Et d’Artagnan fit sonner dans sa poche le reste de ses pistoles.

«Envoyez votre selle à l’Hôtel des Mousquetaires, et l’on vous amènera votre cheval ici avec les nôtres.

— Très bien; mais il est bientôt cinq heures, hâtons-nous.»

Un quart d’heure après, Porthos apparut à un bout de la rue Férou sur un genet magnifique; Mousqueton le suivait sur un cheval d’Auvergne, petit, mais solide.

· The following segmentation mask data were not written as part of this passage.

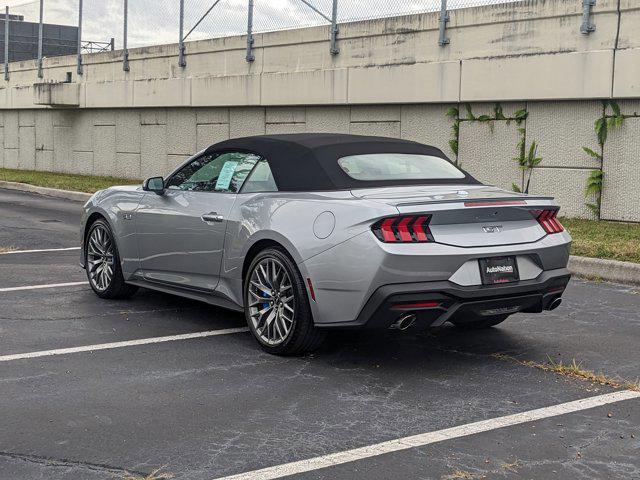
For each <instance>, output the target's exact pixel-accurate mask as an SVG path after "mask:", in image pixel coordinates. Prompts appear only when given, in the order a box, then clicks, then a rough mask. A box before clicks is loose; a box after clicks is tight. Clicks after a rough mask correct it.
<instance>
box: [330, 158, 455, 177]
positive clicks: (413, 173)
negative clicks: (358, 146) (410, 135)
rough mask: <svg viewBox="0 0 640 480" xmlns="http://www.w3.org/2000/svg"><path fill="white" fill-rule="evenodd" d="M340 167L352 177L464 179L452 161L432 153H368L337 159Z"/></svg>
mask: <svg viewBox="0 0 640 480" xmlns="http://www.w3.org/2000/svg"><path fill="white" fill-rule="evenodd" d="M338 164H339V165H340V168H342V170H344V172H345V173H346V174H347V175H349V176H350V177H351V178H353V179H355V180H364V181H380V180H448V179H459V178H465V175H464V173H462V172H461V171H460V170H458V169H457V168H456V167H455V166H454V165H453V164H452V163H451V162H449V161H448V160H446V159H444V158H440V157H434V156H432V155H416V154H411V153H369V154H365V155H350V156H347V157H342V158H341V159H339V160H338Z"/></svg>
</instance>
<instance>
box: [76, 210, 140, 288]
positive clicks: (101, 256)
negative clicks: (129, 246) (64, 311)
mask: <svg viewBox="0 0 640 480" xmlns="http://www.w3.org/2000/svg"><path fill="white" fill-rule="evenodd" d="M84 259H85V268H86V270H87V278H88V279H89V285H91V288H92V289H93V291H94V292H95V293H96V295H98V296H99V297H101V298H128V297H130V296H131V295H133V294H134V293H135V292H136V291H137V290H138V287H136V286H133V285H128V284H126V283H125V281H124V276H123V275H122V268H121V267H120V256H119V254H118V247H117V246H116V242H115V240H114V236H113V233H112V232H111V228H110V227H109V224H108V223H107V222H106V221H105V220H103V219H98V220H96V221H95V222H93V223H92V224H91V227H89V232H88V233H87V238H86V240H85V246H84Z"/></svg>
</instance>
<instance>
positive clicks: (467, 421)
mask: <svg viewBox="0 0 640 480" xmlns="http://www.w3.org/2000/svg"><path fill="white" fill-rule="evenodd" d="M80 208H81V205H80V204H78V203H73V202H69V201H61V200H56V199H52V198H47V197H41V196H37V195H30V194H23V193H17V192H11V191H8V190H0V248H8V247H12V248H14V249H16V250H18V252H14V253H9V254H3V255H0V412H1V416H0V479H22V478H25V479H54V480H55V479H113V478H124V477H125V476H126V475H127V472H129V473H130V474H132V475H134V476H139V477H144V476H145V475H148V474H149V473H150V472H152V471H154V470H156V469H158V468H162V470H161V472H165V473H168V474H172V475H173V476H174V478H180V479H215V478H220V477H228V476H234V475H239V474H246V475H245V476H243V477H240V476H239V477H237V478H281V477H284V476H287V475H289V477H291V478H296V479H297V478H300V479H303V478H304V479H312V478H314V479H315V478H319V479H387V478H391V477H394V478H424V479H432V478H434V479H456V478H462V479H475V478H536V479H538V478H545V479H547V478H559V479H566V478H572V479H574V478H576V479H578V478H585V479H586V478H588V479H602V478H624V479H627V478H640V398H638V396H635V397H634V395H637V394H633V393H629V391H625V390H621V389H618V390H615V389H613V388H610V387H608V386H603V385H599V384H593V383H591V382H587V381H583V380H578V379H575V378H572V377H568V376H563V375H558V374H556V373H554V372H551V371H544V370H542V369H540V368H535V366H532V365H531V364H524V362H532V363H540V364H542V363H546V362H548V359H549V358H552V359H554V361H563V362H567V363H568V362H571V361H572V360H574V359H575V360H576V361H578V362H581V363H582V366H583V368H585V369H590V370H594V371H596V372H598V373H603V374H605V375H606V376H607V377H608V378H610V379H613V380H615V381H618V382H620V383H624V382H623V380H628V381H636V380H637V378H638V377H639V376H640V373H639V372H640V369H639V366H640V351H639V350H638V345H640V294H638V291H637V289H633V288H630V287H625V286H620V285H613V284H606V283H594V282H586V281H582V280H572V282H571V284H570V286H569V288H568V290H567V292H566V294H565V301H564V303H563V305H562V307H560V308H559V309H557V310H555V311H553V312H548V313H546V314H543V315H532V314H519V315H517V316H514V317H512V318H511V319H510V320H509V321H507V322H506V323H504V324H503V325H501V326H500V327H498V328H495V329H492V330H490V331H484V332H474V333H462V332H460V331H458V330H456V329H454V328H452V327H444V328H442V329H439V330H436V331H433V332H428V333H420V334H416V333H411V332H410V331H408V332H405V333H400V332H386V331H385V332H377V333H360V332H343V333H337V334H334V335H332V336H331V337H330V338H329V340H328V341H327V343H326V344H325V345H324V346H323V347H322V348H321V350H319V351H318V352H316V353H315V354H313V355H310V356H306V357H302V358H279V357H274V356H270V355H267V354H265V353H263V352H262V351H261V350H260V349H259V347H258V346H257V344H256V343H255V342H254V341H253V339H252V338H251V337H250V336H249V334H248V333H246V332H245V331H244V330H243V328H242V327H244V319H243V317H242V316H241V315H238V314H236V313H232V312H227V311H225V310H223V309H218V308H214V307H211V306H207V305H203V304H199V303H197V302H192V301H189V300H185V299H181V298H175V297H171V296H168V295H163V294H157V293H154V292H150V291H140V292H139V293H138V294H137V295H135V296H134V297H133V298H132V299H130V300H127V301H104V300H101V299H99V298H97V297H96V296H95V295H94V294H93V293H92V292H91V290H90V288H89V286H88V285H87V284H86V282H85V276H84V271H83V270H82V269H81V268H80V267H79V266H78V255H79V251H78V250H58V249H64V248H72V247H75V246H76V245H77V244H78V238H77V237H78V235H77V229H78V216H79V211H80ZM24 250H39V251H35V252H22V251H24ZM42 250H45V251H42ZM49 250H51V251H49ZM20 252H22V253H20ZM43 286H45V287H46V288H42V287H43ZM201 332H205V333H201ZM61 349H62V350H61ZM69 349H76V350H75V351H74V350H69ZM495 354H501V355H502V357H498V356H496V355H495ZM615 392H620V393H615ZM616 395H617V396H616ZM583 399H584V402H580V403H575V401H577V400H583ZM571 402H573V403H571ZM564 404H568V406H561V407H558V406H559V405H564ZM537 409H541V410H537ZM532 411H534V412H533V413H532ZM505 416H511V417H507V419H509V420H505V419H504V418H503V417H505ZM501 418H502V420H501ZM480 421H486V422H485V423H482V424H479V425H478V424H476V423H475V422H480ZM501 422H503V423H502V424H501ZM504 422H506V423H504ZM451 427H459V428H457V429H452V430H451ZM474 429H475V430H474ZM434 432H435V433H434ZM413 436H418V437H413ZM398 439H400V440H398ZM384 442H386V443H384ZM364 447H369V448H364ZM354 449H355V450H354ZM351 450H353V451H351ZM306 460H308V461H306ZM287 464H289V465H287ZM268 467H275V468H273V469H271V470H263V469H265V468H268Z"/></svg>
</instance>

Porthos resplendissait de joie et d’orgueil.

En même temps Aramis apparut à l’autre bout de la rue monté sur un superbe coursier anglais; Bazin le suivait sur un cheval rouan, tenant en laisse un vigoureux mecklembourgeois: c’était la monture de d’Artagnan.

Les deux mousquetaires se rencontrèrent à la porte: Athos et d’Artagnan les regardaient par la fenêtre.

«Diable! dit Aramis, vous avez là un superbe cheval, mon cher Porthos.

— Oui, répondit Porthos; c’est celui qu’on devait m’envoyer tout d’abord: une mauvaise plaisanterie du mari lui a substitué l’autre; mais le mari a été puni depuis et j’ai obtenu toute satisfaction.»